Shelagh Fogarty grills Tory MP on care workers' exclusion from post-Brexit "health visas"

13 July 2020, 16:38 | Updated: 13 July 2020, 16:40

By Seán Hickey

Shelagh Fogarty cornered this MP when he wouldn't explain government policy for care workers, after they were excluded from post-Brexit immigration plans.

Home Secretary Priti Patel today announced the UK's post-Brexit plans to give "health visas" to immigrants working in the health service, but social care workers are to be left out of such plans in a bid to fill the sector with people already living in the UK.

Robert Courts is the Conservative MP for Witney and West Oxfordshire and joined Shelagh Fogarty to discuss the news. She wondered "what's going to be the appeal for all these young British people" that will be aimed at being recruited in the social care sector.

The Tory MP told her that the government has seen through the coronavirus crisis the value of the work care workers do and how under pressure the industry is, which is why the government want to fill the sector with people currently living here.

"It's not news that it's under pressure, it's not news that it's an unresolved issue" Shelagh pointed out. She wanted to know why the government are "separating it off away from the rest" in their exclusion from health visas.

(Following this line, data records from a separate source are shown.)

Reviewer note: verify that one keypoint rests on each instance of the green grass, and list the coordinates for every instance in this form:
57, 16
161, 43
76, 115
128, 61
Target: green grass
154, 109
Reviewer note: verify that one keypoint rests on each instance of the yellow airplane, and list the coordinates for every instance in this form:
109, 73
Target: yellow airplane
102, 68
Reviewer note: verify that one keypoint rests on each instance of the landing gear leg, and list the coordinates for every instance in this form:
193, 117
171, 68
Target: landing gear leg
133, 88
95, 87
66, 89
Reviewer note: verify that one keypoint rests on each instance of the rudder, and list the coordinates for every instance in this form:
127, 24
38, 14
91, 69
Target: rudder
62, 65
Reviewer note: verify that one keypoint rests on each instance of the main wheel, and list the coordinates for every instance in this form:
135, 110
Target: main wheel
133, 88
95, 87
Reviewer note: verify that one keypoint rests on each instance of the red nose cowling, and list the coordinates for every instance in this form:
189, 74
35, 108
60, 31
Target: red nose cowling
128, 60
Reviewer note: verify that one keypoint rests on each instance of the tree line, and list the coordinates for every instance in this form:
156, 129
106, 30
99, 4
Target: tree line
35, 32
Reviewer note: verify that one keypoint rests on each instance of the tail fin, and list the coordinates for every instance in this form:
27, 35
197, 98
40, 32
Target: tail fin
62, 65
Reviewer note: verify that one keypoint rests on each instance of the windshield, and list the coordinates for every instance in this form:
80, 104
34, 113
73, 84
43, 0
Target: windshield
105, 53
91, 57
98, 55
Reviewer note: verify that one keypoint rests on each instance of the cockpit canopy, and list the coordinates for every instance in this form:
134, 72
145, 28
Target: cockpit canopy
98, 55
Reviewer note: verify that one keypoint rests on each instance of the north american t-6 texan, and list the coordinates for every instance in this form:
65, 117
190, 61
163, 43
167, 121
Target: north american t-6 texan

Mr Courts said that "we want to see employers investing in our people" and building a stronger workforce with people that are already in the UK.

"We want to recognise there has been a massive contribution to our health sector by people that have come here from abroad" the MP said, "we'd like that to continue."

"But not in the social care sector," Shelagh quipped.

Social care workers will not be able to come to the UK on "health visas" post-Brexit
Social care workers will not be able to come to the UK on "health visas" post-Brexit. Picture: PA

"Everything thats done in the NHS is every bit as important as everything that's done in social care" Shelagh argued, wondering why the social care sector is being treated differently.

"In social care if you're foreign, you don't get a particular series of measures and facilitation that you get in the health service." She said.

"I don't understand why."

Mr Courts said that the government view is that "employers should be looking to increase the skills and to increase the training of the workforce they already have." Which is why social care, an under pressure industry is to be filled with people currently in the UK rather than looking further afield.

"You will be seeing more details of the policy being rolled out in future" he assured Shelagh, who was disappointed by not being told how the government will strategise the future of the social care sector post-Brexit.